# Student Academic Trends — Full Analysis

This notebook performs a complete analysis of the Kaggle dataset **Analyzing Student Academic Trends**. It is designed to run on Kaggle (or locally after downloading the CSV). Steps included:
1. Import libraries
2. Load dataset
3. Data inspection & cleaning
4. Exploratory Data Analysis (9 combined plots using Matplotlib & Seaborn)
5. Train multiple ML models (Random Forest, Ridge, Lasso, Decision Tree, KNN, Linear Regression, Gradient Boosting, SVR)
6. Model evaluation and comparison (RMSE, MAE, R2) with 4 combined plots (barplot, lineplot, boxplot, ROC-like curves)

> **Note:** The notebook tries to load the dataset from Kaggle's input folder.

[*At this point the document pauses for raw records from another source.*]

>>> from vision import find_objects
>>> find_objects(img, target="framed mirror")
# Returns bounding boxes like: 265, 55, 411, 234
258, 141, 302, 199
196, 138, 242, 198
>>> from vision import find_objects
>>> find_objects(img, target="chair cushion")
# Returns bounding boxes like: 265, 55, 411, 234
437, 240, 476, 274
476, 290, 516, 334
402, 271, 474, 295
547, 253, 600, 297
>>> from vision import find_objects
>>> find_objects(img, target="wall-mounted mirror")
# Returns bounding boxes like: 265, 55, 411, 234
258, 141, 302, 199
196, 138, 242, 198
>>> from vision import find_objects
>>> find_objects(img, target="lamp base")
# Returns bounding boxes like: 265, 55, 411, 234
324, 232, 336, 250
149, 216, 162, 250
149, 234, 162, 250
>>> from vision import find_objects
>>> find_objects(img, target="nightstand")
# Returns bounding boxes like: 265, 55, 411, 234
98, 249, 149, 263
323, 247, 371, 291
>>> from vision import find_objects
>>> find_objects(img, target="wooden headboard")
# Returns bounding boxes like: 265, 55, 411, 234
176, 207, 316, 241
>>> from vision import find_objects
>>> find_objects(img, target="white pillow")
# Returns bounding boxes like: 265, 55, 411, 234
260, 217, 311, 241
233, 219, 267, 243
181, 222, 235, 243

If you run this locally, replace the `DATA_PATH` variable with the CSV file path.

In [None]:
import pandas as pd
import numpy as np
import matplotlib.pyplot as plt
import seaborn as sns
from sklearn.model_selection import train_test_split
from sklearn.linear_model import LinearRegression, Ridge, Lasso
from sklearn.tree import DecisionTreeRegressor
from sklearn.ensemble import RandomForestRegressor, GradientBoostingRegressor
from sklearn.neighbors import KNeighborsRegressor
from sklearn.svm import SVR
from sklearn.metrics import mean_squared_error, mean_absolute_error, r2_score, roc_curve, auc
from sklearn.preprocessing import StandardScaler
sns.set(style='whitegrid')
plt.rcParams['figure.figsize'] = (10,6)


In [None]:
DATA_PATH = '/kaggle/input/analyzing-student-academic-trends/analyzing_student_academic_trends.csv'
try:
    df = pd.read_csv(DATA_PATH)
    print('Loaded dataset from Kaggle input')
except Exception as e:
    print('Could not load from Kaggle path — falling back to attempting local file or creating synthetic sample. Error:', e)
    try:
        df = pd.read_csv('analyzing_student_academic_trends.csv')
        print('Loaded dataset from local working directory')
    except Exception:
        print('Local file not found — creating a synthetic sample (200 rows) for demonstration')
        np.random.seed(42)
        n = 200
        df = pd.DataFrame({
            'hours_studied': np.random.uniform(0, 10, n),
            'sleep_hours': np.random.uniform(4, 10, n),
            'attendance_percent': np.random.uniform(50, 100, n),
            'previous_scores': np.random.uniform(40, 100, n)
        })
        df['exam_score'] = (5*df['hours_studied'] + 0.3*df['attendance_percent'] + 0.4*df['previous_scores']
                            + 1.5*(df['sleep_hours']-7) + np.random.normal(0,5,n)).clip(0,100)
        df.reset_index(drop=True, inplace=True)
print('\nDataset shape:', df.shape)
display(df.head())


## Quick Data Inspection & Cleaning
- Check dtypes, missing values, basic statistics


In [None]:
print(df.dtypes)
print('\nMissing values:')
print(df.isnull().sum())
display(df.describe())
required = ['hours_studied','sleep_hours','attendance_percent','previous_scores','exam_score']
for col in required:
    if col not in df.columns:
        raise ValueError(f"Required column '{col}' not found in dataset.")


## Exploratory Data Analysis (9 combined plots)


In [None]:
df['study_cat'] = pd.cut(df['hours_studied'], bins=[-0.01,2.5,5,7.5,10], labels=['Very Low','Low','Medium','High'])
df['sleep_cat'] = pd.cut(df['sleep_hours'], bins=[3.9,6,7.5,10], labels=['Short','Normal','Long'])
fig, axes = plt.subplots(3,3, figsize=(18,14))
sns.scatterplot(x='hours_studied', y='exam_score', data=df, ax=axes[0,0])
sns.regplot(x='hours_studied', y='exam_score', data=df, scatter=False, ax=axes[0,0], color='red')
axes[0,0].set_title('Hours Studied vs Exam Score (scatter + reg)')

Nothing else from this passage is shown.